To determine how to carry out your checkpoints, you will need to firstly estimate how much time is needed to write a checkpoint file. Ideally, you should ensure that the time needed for a checkpoint is negligible compared to the compute time. You still need to make sure that you checkpoint often enough to avoid losing your entire computation in case of a system crash.
Duration of a Checkpoint
On a high-performance system like those offered by Calcul Québec, writing a checkpoint file should never take more than a few minutes. All of Calcul Québec's supercomputers have a filesystem capable of reading and writing data with a bandwidth of several GB/s. Even with a job that uses a lot of memory, for instance a few tens of GB per compute node, you should still expect a checkpoint duration of around a few minutes. If this isn't the case for your application, it's likely not making very good use of the filesystem; an analyst can help you find the source of the problem and optimize the application's performance.
Assuming that writing a checkpoint file takes no more than a few minutes, you should aim for a checkpoint every few hours, even hourly if the checkpoint lasts no more than seconds.

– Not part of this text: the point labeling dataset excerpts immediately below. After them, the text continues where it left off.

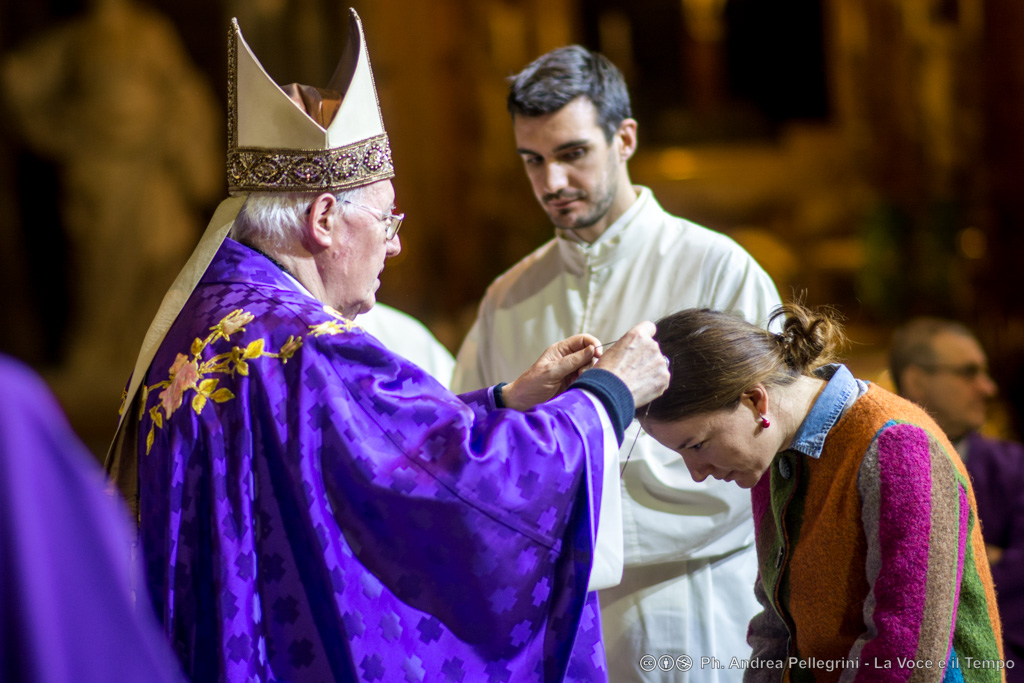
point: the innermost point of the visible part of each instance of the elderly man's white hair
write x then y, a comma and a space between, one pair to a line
273, 220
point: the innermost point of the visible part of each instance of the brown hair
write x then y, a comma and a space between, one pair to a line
715, 356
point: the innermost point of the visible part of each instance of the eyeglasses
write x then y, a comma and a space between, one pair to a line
391, 221
969, 372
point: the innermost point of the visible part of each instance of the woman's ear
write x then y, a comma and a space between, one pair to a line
757, 398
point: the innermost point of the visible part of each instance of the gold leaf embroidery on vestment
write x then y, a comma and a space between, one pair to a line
186, 375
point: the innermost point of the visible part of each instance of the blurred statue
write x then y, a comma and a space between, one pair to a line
114, 99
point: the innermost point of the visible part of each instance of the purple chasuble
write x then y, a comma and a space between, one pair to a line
67, 612
315, 508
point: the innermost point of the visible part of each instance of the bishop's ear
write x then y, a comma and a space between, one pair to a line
320, 219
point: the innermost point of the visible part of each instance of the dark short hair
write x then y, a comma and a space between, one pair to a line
715, 356
555, 79
911, 343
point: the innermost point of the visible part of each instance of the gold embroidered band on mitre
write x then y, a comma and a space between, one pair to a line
257, 170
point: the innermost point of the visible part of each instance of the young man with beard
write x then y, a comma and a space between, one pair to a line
616, 258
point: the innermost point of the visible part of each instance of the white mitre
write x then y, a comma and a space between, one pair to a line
290, 139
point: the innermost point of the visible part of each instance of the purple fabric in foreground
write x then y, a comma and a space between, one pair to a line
66, 606
314, 508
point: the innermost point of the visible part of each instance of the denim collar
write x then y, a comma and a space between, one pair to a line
840, 393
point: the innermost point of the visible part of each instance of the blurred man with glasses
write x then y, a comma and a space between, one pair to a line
940, 365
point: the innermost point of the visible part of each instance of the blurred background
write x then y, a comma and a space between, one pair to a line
869, 154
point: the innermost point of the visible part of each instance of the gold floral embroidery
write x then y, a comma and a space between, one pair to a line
193, 374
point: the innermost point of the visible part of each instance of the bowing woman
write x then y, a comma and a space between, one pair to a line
870, 557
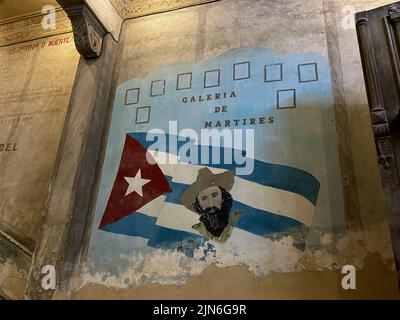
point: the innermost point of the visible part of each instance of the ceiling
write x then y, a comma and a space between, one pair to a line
126, 8
13, 8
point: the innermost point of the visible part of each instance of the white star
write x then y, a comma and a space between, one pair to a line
136, 184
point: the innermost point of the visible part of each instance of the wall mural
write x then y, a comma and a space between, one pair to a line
230, 161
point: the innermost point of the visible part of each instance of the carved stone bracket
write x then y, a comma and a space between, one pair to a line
380, 122
381, 129
394, 13
89, 32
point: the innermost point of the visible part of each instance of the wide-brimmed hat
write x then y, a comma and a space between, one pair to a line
206, 179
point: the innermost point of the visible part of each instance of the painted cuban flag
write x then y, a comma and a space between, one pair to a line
146, 198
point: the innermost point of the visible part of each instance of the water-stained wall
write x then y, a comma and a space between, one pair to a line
293, 72
36, 79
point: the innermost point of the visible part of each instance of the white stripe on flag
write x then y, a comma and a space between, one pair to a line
277, 201
177, 217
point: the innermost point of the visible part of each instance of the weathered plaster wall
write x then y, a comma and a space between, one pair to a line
204, 32
36, 79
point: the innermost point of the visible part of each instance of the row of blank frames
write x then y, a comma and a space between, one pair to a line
307, 72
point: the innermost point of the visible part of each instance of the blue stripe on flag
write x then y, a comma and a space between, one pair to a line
273, 175
144, 226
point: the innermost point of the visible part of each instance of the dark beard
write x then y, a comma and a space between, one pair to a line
216, 220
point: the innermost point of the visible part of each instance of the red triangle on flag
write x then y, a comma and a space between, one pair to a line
139, 181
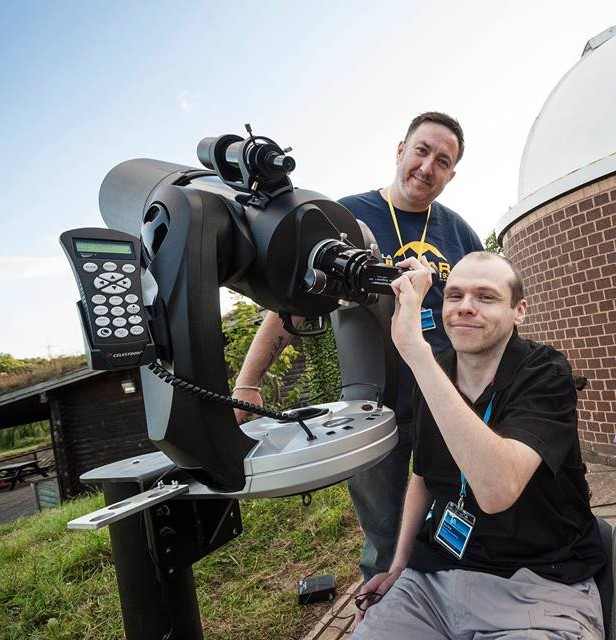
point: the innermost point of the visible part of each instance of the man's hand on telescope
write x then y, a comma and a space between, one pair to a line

It's important to checkpoint but you also need to be able to restart from the checkpoint. To do this, write your job submission script in such a way that it can detect the presence or absence of a checkpoint file and start the computation from scratch or from a checkpoint file depending on whether such a file exists.
How to Checkpoint?
There are three principal methods for obtaining a checkpoint-restart functionality.
The simplest approach is to first see if the application which you use supports checkpoint-restart, which is the case for a great many used on supercomputers. If it's the case for your application, you next need to verify that the checkpoints are written in an efficient manner or not (see the above section on the duration of a checkpoint).
Different libraries offer transparent checkpoint-restart functionality, most notably BLCR (Berkeley Lab Checkpoint-Restart), which is available on Colosse. These libraries allow, subject to certain limitations, the entire memory of an application to be written to disk and to restart the application from a checkpoint file at a later time.
If you wrote the application yourself, the highest performing solution (but also the one which requires the greatest investment of time) is certainly to write yourself the checkpoint and restart methods. The complexity of this task will depend on the complexity of how your data are organized in the system memory but you will have complete control over which data are written to disk and which are not.